La Patagonia me mata: Cardos rusos

Quien vive en esta región sabe de esa maleza, a veces de tamaño enorme, que el viento desprende y que hace rodar por el paisaje. Pero para la autora, son mucho más que un yuyo lleno de espinas: a veces, representan también los pensamientos ante una situación agobiante.

El contexto condiciona a las personas. Por eso años atrás, cuando vivía en otro sitio, a quien escribe esta columna no se le hubiera dibujado en la mente la imagen de un cardo ruso, cuando una situación inesperada agobia o un tema muestra aristas que amenazan, en forma real o ante derivaciones supuestas.
Aunque suene despectivo o antipático, de más está decir que ningún porteño entenderá esta imagen.
Ni nadie proveniente de verdes extensiones donde seguramente serán otros los elementos que sirvan para graficar lo imprevisto.


Hace falta habitar (por nacimiento o por opción) en tierras patagónicas para saber lo que es cruzarse, de frente y sin aviso, con uno de estos cardos.
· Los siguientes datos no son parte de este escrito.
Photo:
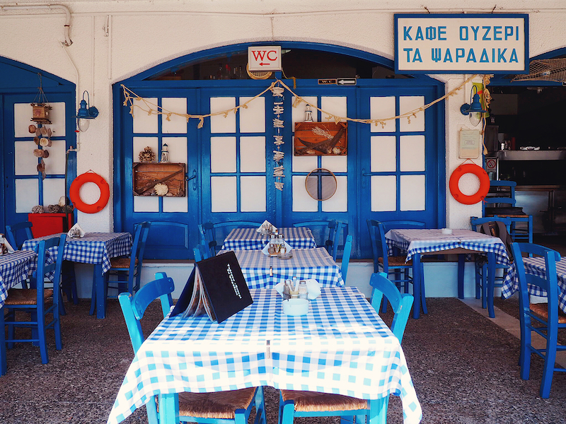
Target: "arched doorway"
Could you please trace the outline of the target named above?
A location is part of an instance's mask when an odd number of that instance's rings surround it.
[[[191,248],[199,241],[197,224],[209,220],[267,219],[290,226],[297,221],[338,219],[348,224],[357,258],[371,256],[366,219],[444,224],[443,106],[430,107],[412,122],[398,119],[385,127],[349,122],[347,155],[298,157],[293,149],[294,124],[304,120],[306,107],[304,102],[296,104],[294,93],[323,111],[313,114],[315,122],[323,123],[334,122],[336,117],[398,116],[441,97],[444,85],[426,76],[396,76],[391,61],[358,50],[277,44],[283,52],[284,72],[265,80],[252,79],[245,72],[250,45],[243,44],[190,54],[115,84],[115,192],[120,194],[115,203],[115,227],[128,230],[145,220],[170,223],[150,235],[149,257],[192,257]],[[340,77],[354,83],[320,81]],[[268,91],[247,108],[231,112],[276,79],[290,89],[282,98]],[[134,117],[123,105],[127,99],[122,85],[139,96],[132,100]],[[282,108],[279,131],[273,126],[276,106]],[[159,107],[165,113],[152,113]],[[202,128],[198,119],[187,122],[166,112],[225,110],[231,112],[204,119]],[[277,134],[284,141],[279,148],[274,147]],[[171,162],[186,165],[186,195],[132,196],[132,168],[139,151],[149,146],[158,158],[164,144]],[[284,155],[277,164],[274,150]],[[279,165],[282,168],[276,169]],[[320,167],[332,171],[337,182],[336,194],[323,201],[305,190],[306,175]],[[283,183],[282,190],[276,182]]]

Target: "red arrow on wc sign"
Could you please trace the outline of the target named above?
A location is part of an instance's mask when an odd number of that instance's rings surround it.
[[[280,71],[281,46],[248,47],[248,67],[250,71]]]

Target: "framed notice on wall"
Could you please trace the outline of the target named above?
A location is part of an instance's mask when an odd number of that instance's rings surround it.
[[[458,145],[458,158],[460,159],[477,159],[480,157],[482,136],[479,129],[460,130]]]

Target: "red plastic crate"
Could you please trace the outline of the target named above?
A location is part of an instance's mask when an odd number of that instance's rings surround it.
[[[73,213],[69,213],[69,226],[67,229],[63,228],[64,213],[28,213],[28,220],[33,224],[31,231],[33,237],[43,237],[68,231],[73,226]]]

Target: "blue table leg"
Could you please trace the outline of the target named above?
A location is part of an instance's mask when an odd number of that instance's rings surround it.
[[[0,375],[6,375],[6,334],[4,334],[4,308],[0,307]]]
[[[420,254],[415,253],[411,259],[412,259],[412,295],[415,298],[412,304],[412,317],[418,319],[420,315],[421,285],[423,277],[421,273]]]
[[[178,424],[179,423],[179,396],[176,393],[164,393],[159,395],[160,424]]]

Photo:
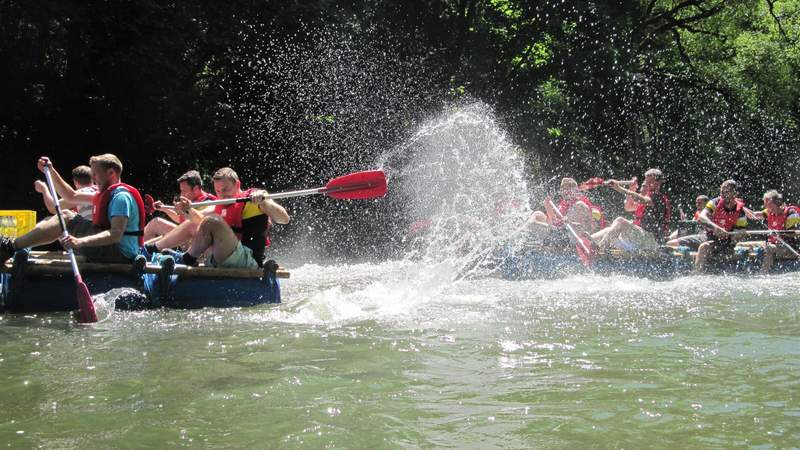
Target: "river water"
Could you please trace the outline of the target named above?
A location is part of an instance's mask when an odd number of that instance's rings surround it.
[[[795,275],[452,282],[305,265],[279,306],[0,320],[0,442],[111,448],[780,448]]]
[[[796,447],[800,276],[461,276],[530,215],[512,147],[422,126],[379,162],[406,253],[294,255],[281,305],[0,315],[0,445]]]

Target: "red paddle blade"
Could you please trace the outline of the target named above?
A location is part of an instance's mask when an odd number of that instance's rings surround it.
[[[597,186],[603,184],[603,179],[600,177],[593,177],[589,178],[588,180],[584,181],[583,183],[578,185],[578,189],[581,191],[588,191],[590,189],[594,189]]]
[[[144,202],[144,213],[145,215],[152,215],[156,212],[156,207],[153,205],[156,201],[153,200],[153,196],[150,194],[144,194],[142,196],[142,201]]]
[[[578,237],[580,242],[575,244],[575,251],[578,253],[581,263],[584,267],[592,267],[594,262],[594,255],[592,255],[592,241],[585,237]],[[581,242],[583,245],[581,245]],[[586,250],[589,250],[588,252]]]
[[[365,170],[334,178],[320,191],[340,200],[378,198],[386,195],[386,175],[382,170]]]
[[[94,323],[97,322],[97,312],[94,310],[94,302],[92,302],[92,294],[89,293],[89,288],[86,283],[77,277],[75,279],[76,298],[78,299],[78,308],[80,309],[80,323]]]

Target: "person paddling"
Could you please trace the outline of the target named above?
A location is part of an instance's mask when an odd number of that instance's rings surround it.
[[[546,236],[547,240],[574,239],[565,232],[560,232],[563,231],[564,221],[559,216],[563,216],[578,234],[588,235],[595,229],[602,228],[604,225],[602,210],[579,190],[575,179],[563,178],[559,194],[561,199],[557,209],[560,214],[553,209],[554,204],[550,197],[547,197],[544,202],[545,211],[534,211],[531,215],[528,227],[535,235]]]
[[[744,208],[745,214],[754,220],[766,220],[767,229],[775,231],[795,231],[800,234],[800,207],[787,205],[783,201],[783,196],[776,190],[764,193],[764,209],[761,211],[750,211]],[[762,273],[769,273],[775,259],[796,259],[797,258],[797,235],[792,234],[771,234],[767,235],[765,241],[740,242],[743,247],[761,247],[764,249],[764,261],[761,265]]]
[[[678,224],[678,229],[670,235],[670,240],[667,241],[668,247],[688,247],[690,250],[696,251],[700,244],[706,241],[706,232],[698,227],[701,227],[699,222],[700,213],[705,209],[708,200],[707,195],[698,195],[694,199],[695,212],[692,220],[682,221]],[[697,231],[700,232],[698,233]]]
[[[200,172],[196,170],[190,170],[184,173],[178,178],[177,181],[180,196],[187,198],[190,202],[202,202],[205,200],[217,199],[216,195],[209,194],[203,190],[203,179],[200,175]],[[174,202],[174,204],[177,203],[178,200]],[[144,240],[147,243],[153,243],[154,239],[160,238],[175,230],[178,225],[186,222],[187,217],[186,211],[182,209],[165,208],[164,203],[161,201],[156,201],[153,203],[153,207],[156,211],[166,214],[167,219],[155,217],[151,221],[147,222],[147,225],[144,227]],[[190,221],[189,225],[185,226],[181,230],[176,239],[182,239],[180,242],[188,242],[192,236],[194,236],[195,232],[197,232],[197,224],[193,224]],[[168,247],[170,246],[165,246],[165,248]]]
[[[706,230],[706,242],[697,248],[694,259],[696,272],[705,270],[709,258],[731,255],[736,243],[742,239],[743,235],[733,233],[734,230],[747,228],[744,201],[736,197],[737,193],[736,181],[722,182],[719,197],[709,200],[698,216],[698,222],[709,228]]]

Es que, según el viento arrecie o cómo haya sido su desarrollo antes de comenzar a rodar, la estampa espinosa que los caracteriza puede combinar variables de cuidado. O al menos dos: la velocidad para alcanzar su objetivo (una persona, en este caso) y un tamaño más que considerable (doy fe de que los hay monstruosos, pero no quiero parecer exagerada).


Toparme con uno de ellos fue mi primera experiencia 100% patagónica. Y no estaba haciendo patria en el último confín sureño. Fue en pleno centro de San Antonio Oeste, una tarde con esas tormentas de viento en las que la tierra se corporiza, armándonos un médano en cada poro.


La primera sorpresa fue que ese viento que, puertas adentro, imaginaba frío, esta vez era caliente como el vaho que se desprende de la boca de un horno.


La segunda, el cara a cara con el cardo. Porque de la nada, avanzando a toda velocidad por la vereda, se me cruzó en el camino, redondo y cargado de larguísimas espinas.


Pronto me vi en una de esas situaciones en las que uno quisiera pedir ayuda, pero se resiste. Porque avergüenza verse superado por algo que parece absurdo.


Al final, tras una batalla silenciosa, me desprendí de ese armatoste que se me prendió a la ropa.
Luego el ventarrón lo arrojó contra otra víctima, tan desprevenida como lo había estado yo antes de que esa mata pinchuda me bloqueara el paso.
Después viví otros encuentros cercanos, siempre con viento en contra. El último ocurrió en mi jardín. Fue un cuerpo a cuerpo memorable que también gané yo, aunque casi abandono. Es que en medio de un temporal un cardo gigante se voló hacia mi casa, y quedó acampando allí, sobre las plantas y contra las rejas que me separan de la calle. La acción de sacarlo pasó por distintos estados. Fue una cuestión de ingenio, de bravura y hasta de fe. Cuando lo liberé partimos los dos. Él impulsado por las ráfagas y yo por la necesidad de cumplir con mis rutinas.


Debo confesar que, tras los resultados de la elección del domingo, mi pantalla mental volvió a llenarse de cardos rusos. Esperemos que la realidad los disipe, porque todos nos merecemos vivir en un país sin amenazas pinchudas.